Must be ordered as required, multiple mentions within the same category don’t get included
Only the first one found will be used. Any plurals or longer variations of a find should go to the top to ensure the full word is replaced.
It could be extended to look for a second or third reference, but that might take a bit of work. A simple way would be to have a second category of the same keywords, sorted from shorted to longest rather than longest to shortest.

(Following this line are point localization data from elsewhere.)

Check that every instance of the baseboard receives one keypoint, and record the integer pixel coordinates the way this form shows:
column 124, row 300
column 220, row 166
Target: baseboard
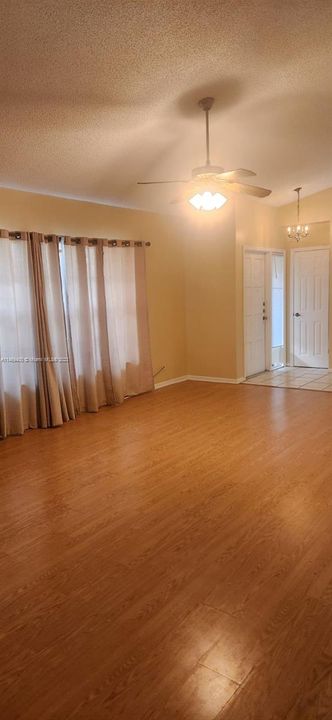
column 208, row 378
column 199, row 378
column 172, row 381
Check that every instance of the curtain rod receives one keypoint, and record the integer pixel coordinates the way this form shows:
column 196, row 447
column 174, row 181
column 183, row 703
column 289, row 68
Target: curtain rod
column 17, row 235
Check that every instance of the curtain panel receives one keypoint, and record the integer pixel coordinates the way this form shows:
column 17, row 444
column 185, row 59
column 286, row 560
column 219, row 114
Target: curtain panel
column 74, row 332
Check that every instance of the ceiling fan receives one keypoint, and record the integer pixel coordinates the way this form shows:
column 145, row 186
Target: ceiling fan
column 208, row 180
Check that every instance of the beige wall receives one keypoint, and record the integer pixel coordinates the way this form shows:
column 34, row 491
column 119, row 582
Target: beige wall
column 194, row 267
column 165, row 259
column 210, row 293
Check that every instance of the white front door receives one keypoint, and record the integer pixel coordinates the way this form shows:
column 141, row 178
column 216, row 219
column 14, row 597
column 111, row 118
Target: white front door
column 310, row 307
column 254, row 304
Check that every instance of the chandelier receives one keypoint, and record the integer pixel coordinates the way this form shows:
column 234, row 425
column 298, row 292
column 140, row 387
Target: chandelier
column 298, row 232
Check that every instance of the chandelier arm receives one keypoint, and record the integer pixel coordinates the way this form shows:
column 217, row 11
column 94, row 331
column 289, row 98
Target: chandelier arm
column 207, row 135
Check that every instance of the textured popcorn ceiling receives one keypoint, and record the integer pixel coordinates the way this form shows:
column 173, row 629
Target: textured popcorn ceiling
column 97, row 95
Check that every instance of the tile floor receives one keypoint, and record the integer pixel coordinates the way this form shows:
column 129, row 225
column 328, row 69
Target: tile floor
column 293, row 377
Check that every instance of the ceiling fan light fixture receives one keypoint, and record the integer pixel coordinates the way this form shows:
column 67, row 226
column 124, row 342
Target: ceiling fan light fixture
column 208, row 201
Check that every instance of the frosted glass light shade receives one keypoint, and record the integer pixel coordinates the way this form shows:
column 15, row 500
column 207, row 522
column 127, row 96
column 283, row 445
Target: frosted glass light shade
column 208, row 201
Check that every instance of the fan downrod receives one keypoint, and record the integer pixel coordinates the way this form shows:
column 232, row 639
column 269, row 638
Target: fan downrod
column 206, row 103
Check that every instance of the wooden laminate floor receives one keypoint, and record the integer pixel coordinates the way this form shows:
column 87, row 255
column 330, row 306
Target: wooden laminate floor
column 170, row 559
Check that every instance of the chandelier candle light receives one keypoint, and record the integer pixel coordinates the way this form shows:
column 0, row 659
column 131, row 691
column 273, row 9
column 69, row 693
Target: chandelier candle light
column 298, row 232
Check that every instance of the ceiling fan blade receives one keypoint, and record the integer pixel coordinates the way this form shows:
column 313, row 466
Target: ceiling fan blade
column 161, row 182
column 244, row 188
column 231, row 175
column 177, row 201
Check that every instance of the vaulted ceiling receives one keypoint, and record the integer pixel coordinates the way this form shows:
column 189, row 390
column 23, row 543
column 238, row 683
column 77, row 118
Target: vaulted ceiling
column 97, row 95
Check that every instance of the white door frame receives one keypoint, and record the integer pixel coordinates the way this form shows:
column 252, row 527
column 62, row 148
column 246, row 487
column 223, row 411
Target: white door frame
column 291, row 298
column 268, row 252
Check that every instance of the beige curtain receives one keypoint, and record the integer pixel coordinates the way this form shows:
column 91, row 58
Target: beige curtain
column 73, row 328
column 35, row 383
column 127, row 319
column 107, row 317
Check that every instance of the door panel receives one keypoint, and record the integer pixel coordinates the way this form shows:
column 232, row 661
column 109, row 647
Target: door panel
column 254, row 292
column 311, row 298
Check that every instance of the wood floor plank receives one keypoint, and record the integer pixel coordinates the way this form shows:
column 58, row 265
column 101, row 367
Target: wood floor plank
column 170, row 559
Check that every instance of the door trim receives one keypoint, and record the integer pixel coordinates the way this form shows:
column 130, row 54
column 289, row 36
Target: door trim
column 291, row 300
column 267, row 252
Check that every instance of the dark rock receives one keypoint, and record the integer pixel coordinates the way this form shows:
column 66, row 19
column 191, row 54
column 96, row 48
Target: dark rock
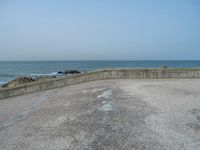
column 72, row 72
column 19, row 81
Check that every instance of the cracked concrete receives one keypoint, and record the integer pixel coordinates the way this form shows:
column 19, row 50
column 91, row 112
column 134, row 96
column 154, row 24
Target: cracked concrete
column 108, row 114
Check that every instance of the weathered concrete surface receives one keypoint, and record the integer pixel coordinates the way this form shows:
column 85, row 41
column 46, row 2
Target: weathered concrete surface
column 101, row 75
column 107, row 114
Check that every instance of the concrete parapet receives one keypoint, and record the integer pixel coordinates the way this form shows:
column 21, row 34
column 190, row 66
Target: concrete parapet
column 100, row 74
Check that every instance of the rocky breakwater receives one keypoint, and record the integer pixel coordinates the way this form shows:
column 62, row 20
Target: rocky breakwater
column 24, row 80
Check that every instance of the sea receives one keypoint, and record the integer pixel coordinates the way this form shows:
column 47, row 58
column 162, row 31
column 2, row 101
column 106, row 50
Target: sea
column 9, row 70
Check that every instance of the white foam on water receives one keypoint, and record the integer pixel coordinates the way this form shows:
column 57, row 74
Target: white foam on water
column 105, row 94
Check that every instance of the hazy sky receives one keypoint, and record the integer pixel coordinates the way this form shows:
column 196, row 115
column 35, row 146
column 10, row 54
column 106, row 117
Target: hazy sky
column 99, row 29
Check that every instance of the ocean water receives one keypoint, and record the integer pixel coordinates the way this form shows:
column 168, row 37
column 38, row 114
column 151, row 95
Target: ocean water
column 11, row 70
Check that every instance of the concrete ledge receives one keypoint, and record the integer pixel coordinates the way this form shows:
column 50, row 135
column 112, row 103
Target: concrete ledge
column 100, row 75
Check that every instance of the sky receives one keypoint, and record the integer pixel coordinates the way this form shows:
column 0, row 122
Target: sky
column 99, row 30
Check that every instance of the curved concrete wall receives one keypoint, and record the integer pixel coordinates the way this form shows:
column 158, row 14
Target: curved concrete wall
column 99, row 75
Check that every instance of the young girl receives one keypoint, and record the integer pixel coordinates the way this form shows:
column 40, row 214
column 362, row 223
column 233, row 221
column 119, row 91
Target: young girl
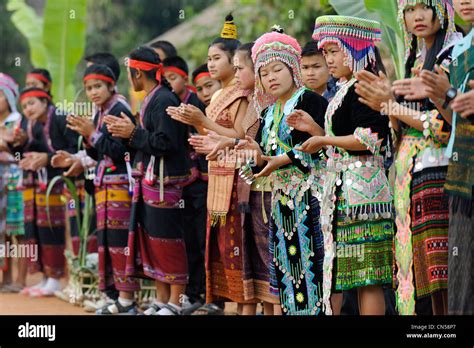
column 205, row 85
column 11, row 201
column 47, row 133
column 39, row 78
column 112, row 182
column 296, row 243
column 254, row 200
column 224, row 115
column 357, row 203
column 421, row 243
column 156, row 246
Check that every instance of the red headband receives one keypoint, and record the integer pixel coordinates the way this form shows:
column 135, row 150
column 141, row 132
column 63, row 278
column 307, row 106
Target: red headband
column 200, row 76
column 145, row 66
column 37, row 94
column 99, row 77
column 39, row 77
column 177, row 71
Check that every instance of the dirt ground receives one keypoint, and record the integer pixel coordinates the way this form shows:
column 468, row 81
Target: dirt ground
column 16, row 304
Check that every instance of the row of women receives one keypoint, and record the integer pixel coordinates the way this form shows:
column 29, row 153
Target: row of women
column 321, row 178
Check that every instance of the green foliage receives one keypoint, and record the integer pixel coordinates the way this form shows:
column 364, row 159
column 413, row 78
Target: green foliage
column 386, row 13
column 56, row 41
column 64, row 40
column 254, row 18
column 29, row 23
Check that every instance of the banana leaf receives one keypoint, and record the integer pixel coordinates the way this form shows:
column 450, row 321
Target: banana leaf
column 64, row 33
column 30, row 25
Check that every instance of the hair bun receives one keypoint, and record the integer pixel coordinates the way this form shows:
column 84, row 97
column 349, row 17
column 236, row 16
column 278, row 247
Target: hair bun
column 276, row 28
column 229, row 31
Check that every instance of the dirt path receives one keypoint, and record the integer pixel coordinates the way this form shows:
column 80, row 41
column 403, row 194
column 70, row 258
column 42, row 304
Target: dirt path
column 16, row 304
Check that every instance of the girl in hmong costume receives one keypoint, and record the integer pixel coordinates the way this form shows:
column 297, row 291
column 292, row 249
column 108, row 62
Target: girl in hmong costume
column 113, row 185
column 224, row 115
column 460, row 177
column 421, row 203
column 156, row 245
column 47, row 133
column 296, row 241
column 356, row 206
column 254, row 198
column 11, row 198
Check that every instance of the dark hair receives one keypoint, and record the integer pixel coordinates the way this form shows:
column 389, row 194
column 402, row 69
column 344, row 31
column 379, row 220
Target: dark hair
column 247, row 49
column 104, row 58
column 36, row 89
column 176, row 62
column 198, row 70
column 43, row 72
column 229, row 46
column 166, row 46
column 311, row 49
column 378, row 64
column 147, row 54
column 100, row 69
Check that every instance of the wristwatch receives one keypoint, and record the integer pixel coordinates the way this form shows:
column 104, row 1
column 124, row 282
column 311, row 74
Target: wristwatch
column 450, row 95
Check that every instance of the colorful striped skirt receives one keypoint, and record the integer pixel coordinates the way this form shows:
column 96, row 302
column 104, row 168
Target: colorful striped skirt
column 3, row 210
column 224, row 256
column 461, row 257
column 429, row 224
column 156, row 245
column 363, row 254
column 113, row 206
column 48, row 235
column 73, row 222
column 256, row 249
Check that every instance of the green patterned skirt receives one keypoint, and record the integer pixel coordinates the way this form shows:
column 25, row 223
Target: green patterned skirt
column 15, row 225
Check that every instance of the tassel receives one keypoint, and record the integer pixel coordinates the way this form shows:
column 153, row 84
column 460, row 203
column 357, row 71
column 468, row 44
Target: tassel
column 162, row 184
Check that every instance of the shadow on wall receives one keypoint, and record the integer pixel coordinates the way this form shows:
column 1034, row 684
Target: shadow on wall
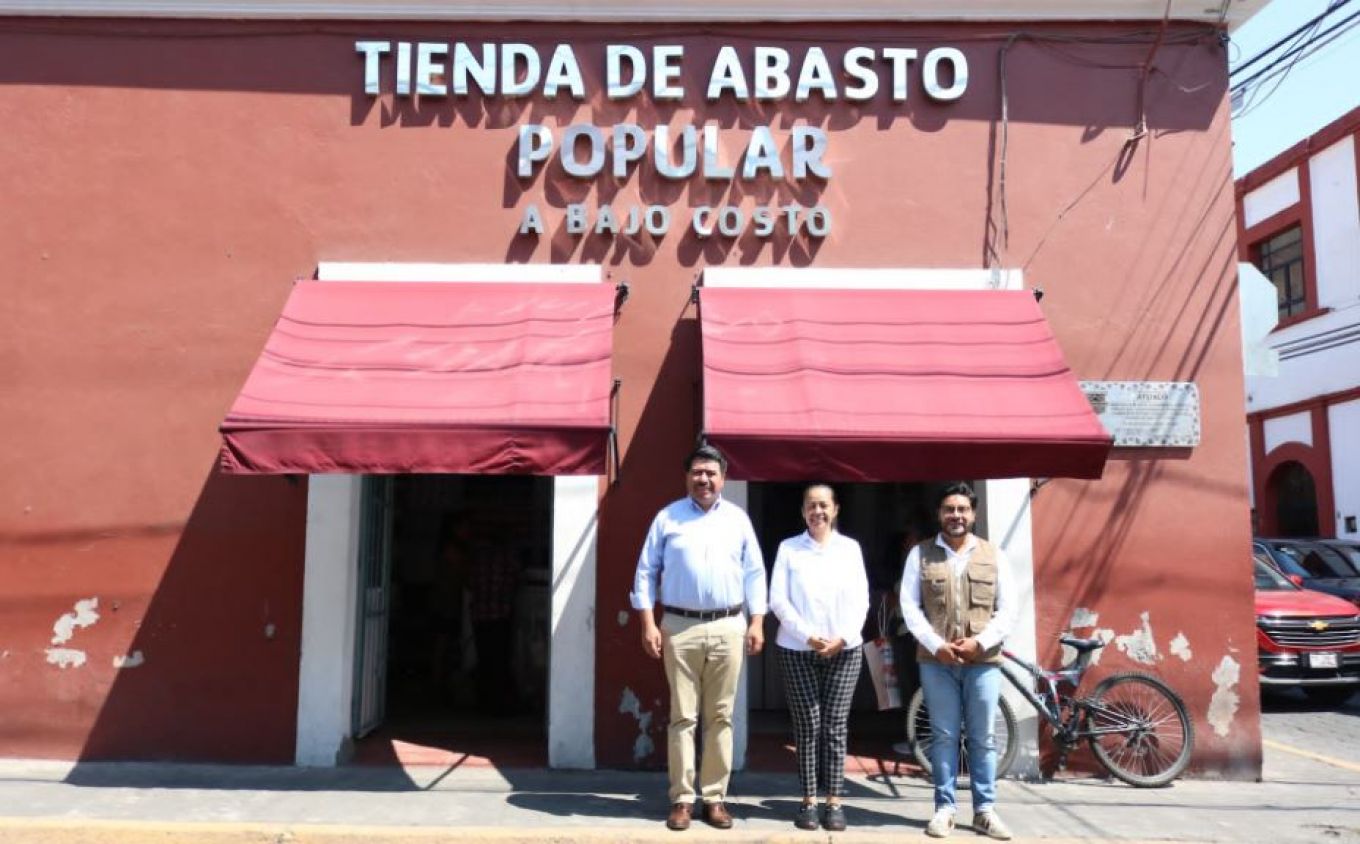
column 211, row 673
column 631, row 708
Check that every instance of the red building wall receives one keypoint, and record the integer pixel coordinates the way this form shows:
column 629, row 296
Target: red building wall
column 167, row 181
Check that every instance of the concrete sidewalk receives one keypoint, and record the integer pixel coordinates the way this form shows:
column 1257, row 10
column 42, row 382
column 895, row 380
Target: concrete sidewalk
column 1303, row 799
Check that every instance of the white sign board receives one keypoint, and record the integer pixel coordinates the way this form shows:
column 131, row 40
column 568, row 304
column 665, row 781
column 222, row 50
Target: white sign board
column 1147, row 413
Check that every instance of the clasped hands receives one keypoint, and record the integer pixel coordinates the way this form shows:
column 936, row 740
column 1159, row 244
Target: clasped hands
column 960, row 651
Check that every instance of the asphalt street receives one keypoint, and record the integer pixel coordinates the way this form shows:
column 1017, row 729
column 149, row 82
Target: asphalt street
column 1310, row 793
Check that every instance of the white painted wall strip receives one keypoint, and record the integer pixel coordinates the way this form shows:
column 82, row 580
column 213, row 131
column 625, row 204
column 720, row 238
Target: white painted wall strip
column 329, row 595
column 501, row 273
column 1211, row 11
column 575, row 503
column 822, row 277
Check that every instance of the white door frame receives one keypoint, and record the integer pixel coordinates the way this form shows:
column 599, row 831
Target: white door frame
column 329, row 589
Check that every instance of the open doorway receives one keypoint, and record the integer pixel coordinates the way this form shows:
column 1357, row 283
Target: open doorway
column 886, row 519
column 454, row 620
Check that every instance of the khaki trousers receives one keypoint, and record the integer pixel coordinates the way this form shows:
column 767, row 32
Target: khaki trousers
column 703, row 665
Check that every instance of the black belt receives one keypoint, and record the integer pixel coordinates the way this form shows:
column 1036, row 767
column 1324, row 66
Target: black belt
column 702, row 614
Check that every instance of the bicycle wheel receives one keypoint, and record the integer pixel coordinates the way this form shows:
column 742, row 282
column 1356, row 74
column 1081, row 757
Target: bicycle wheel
column 920, row 735
column 1139, row 730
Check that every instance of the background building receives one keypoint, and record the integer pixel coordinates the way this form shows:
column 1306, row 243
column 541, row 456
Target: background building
column 174, row 167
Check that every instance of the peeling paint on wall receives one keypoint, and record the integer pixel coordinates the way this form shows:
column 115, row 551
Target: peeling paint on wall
column 1223, row 706
column 629, row 704
column 1181, row 647
column 65, row 658
column 131, row 661
column 1140, row 646
column 85, row 614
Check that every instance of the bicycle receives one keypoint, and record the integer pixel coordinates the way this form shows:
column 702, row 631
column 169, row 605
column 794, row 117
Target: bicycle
column 1136, row 725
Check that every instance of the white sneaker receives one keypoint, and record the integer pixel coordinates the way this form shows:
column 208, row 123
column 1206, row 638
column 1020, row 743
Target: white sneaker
column 988, row 824
column 941, row 824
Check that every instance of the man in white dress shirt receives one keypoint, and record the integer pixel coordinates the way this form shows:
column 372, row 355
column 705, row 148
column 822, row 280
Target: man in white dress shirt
column 702, row 563
column 958, row 600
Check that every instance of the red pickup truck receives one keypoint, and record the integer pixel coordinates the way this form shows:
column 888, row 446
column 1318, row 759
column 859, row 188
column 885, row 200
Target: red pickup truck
column 1306, row 639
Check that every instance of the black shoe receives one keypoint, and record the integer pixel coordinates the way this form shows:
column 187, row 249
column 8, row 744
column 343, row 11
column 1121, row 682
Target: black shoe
column 834, row 818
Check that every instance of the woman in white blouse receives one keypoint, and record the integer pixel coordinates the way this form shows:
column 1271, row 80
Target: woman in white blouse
column 820, row 594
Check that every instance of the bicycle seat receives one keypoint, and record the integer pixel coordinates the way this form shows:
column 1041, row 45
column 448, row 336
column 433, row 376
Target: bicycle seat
column 1081, row 646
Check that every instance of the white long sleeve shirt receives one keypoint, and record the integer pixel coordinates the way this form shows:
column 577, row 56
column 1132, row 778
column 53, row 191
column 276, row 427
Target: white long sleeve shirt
column 819, row 590
column 1004, row 617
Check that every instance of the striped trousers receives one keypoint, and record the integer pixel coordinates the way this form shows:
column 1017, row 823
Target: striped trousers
column 819, row 693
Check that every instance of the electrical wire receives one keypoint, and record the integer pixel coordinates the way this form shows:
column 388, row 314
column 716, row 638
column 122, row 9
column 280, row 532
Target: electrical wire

Essentially a reverse search.
Keyword patterns with seoClarity
I came across this tweet being shared;
I've never heard anyone in my circles talk about @seoClarity but this is an interesting feature that I haven't seen around: keyword patterns.
A much easier way to understand what type of content a website has and quickly spot opportunity size. pic.twitter.com/5YP2BXp1wV
— Gus Pelogia (@pelogia) June 23, 2022
Whilst I don’t use seoClarity, and due to the price point never will unless a client is using it, this looks like a quick way to be able to understand your keyword templates.
So if seoClarity is in your budget, it could be a good option.
Using your keyword templates/patterns
Rather than optimising for keywords, with a programmatic build, you should optimise for your keyword templates.
Depending on your site structure, and inbuilt customisation available will depend on what templates you should look for.
For primary elements, you should be looking at your templates and comparing search volumes for templates like;
properties for <channel> <location>
<channel> properties in <location>
Then depending on whether you’re wanting to optimise for the highest volume, or the quick wins like low comp, you can then pick the correct template to optimise for.
I won’t go into keyword density and optimisation stuff like that, but you can also think about where you can use these templates on your page.
Other elements of the design could have the primary, or alternate, keyword templates included.
Different templates by category
A good example is comparing the top ‘rental’ keywords to the top ‘for sale’ keywords.
You’ll get something like;
rental properties <location>
properties for sale <location>
as possible top keywords for each category.
You couldn’t simply target
properties for <channel> <location>
as you would end up primarily targeting
properties for rent <location>
and not the actual primarily search keyword of;
rental properties <location>
Purely an example, but you can see how this can change based on some categories.
The easiest way to build this would be to pick the one that most suits, and that’s how I would recommend an MVP be built.
You could then build it out with different templates for each category, and sub-category, to allow the primary targeting to include these differences.
Access my sample template
You can access my sample template at the link below.
Just copy the template over to your own Google Drive and you will be able to edit it.
Let me know if you have any questions!
2 Replies to “Extracting Keyword Templates/Patterns from a Keyword Set”
Very interesting template. How do you deal with search Volume for variants keywords when GG Planner gives you the same SV for both variant (or even skipping one) ?
ex: “rent apartment in X”
and “apartments for rent in X”
Great question Laurence!
Because this is being used to weigh up keyword sets against each other, rather than accurately estimate actual traffic, those keywords shouldn’t pose too much of an issue provided you’ve got similar keywords across all categories.
Should you really feel they’re impacting the data though, I would look at removing the ‘duplicates’ from the data.
You could do this by comparing the similar keywords based on the words & their volumes, and then ignoring anything other than the first one.
Personally, though, I’d just roll with the data you have and not worry about that too much. Purely because it’s a like-for-like analysis.